Full results for the Spanish bank’s UK arm were meant to be published this morning, but the lender said on Monday that it was delaying publication due to last Friday’s judgement. A limited set of numbers were published alongside the bank’s wider results.
The Court of Appeal ruled that a broker could not lawfully receive a commission from the lender without obtaining the customer’s fully informed consent to the payment.
Santander said that the judgement set a “higher bar” for the disclosure and consent to any commission paid than had previously been the case.
The bank said it disagreed with the conclusions, noting that both defendant firms have said they will appeal the decision.
However, Santander said it was “taking time to consider the judgement and the potential exposure it creates”.
“It is not practicable to reliably estimate at this point in time the extent of any potential financial impact,” it said.

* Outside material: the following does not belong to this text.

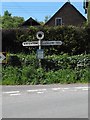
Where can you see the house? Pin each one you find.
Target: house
(86, 6)
(30, 22)
(66, 15)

Analysts at RBC Capital Markets estimate that Santander UK’s exposure is likely to be around £1.1bn, but could be up to £1.7bn in the worst case.
Analysts have estimated the overall bill for the sector could be as high as £16bn.
The wider group reported that pretax profit had increased 11 per cent in the third quarter, rising to €4.9bn.
This was driven by an eight per cent increase in net interest income, with growth in all businesses and regions. The performance of its retail arm was particularly strong across Europe, North America and South America.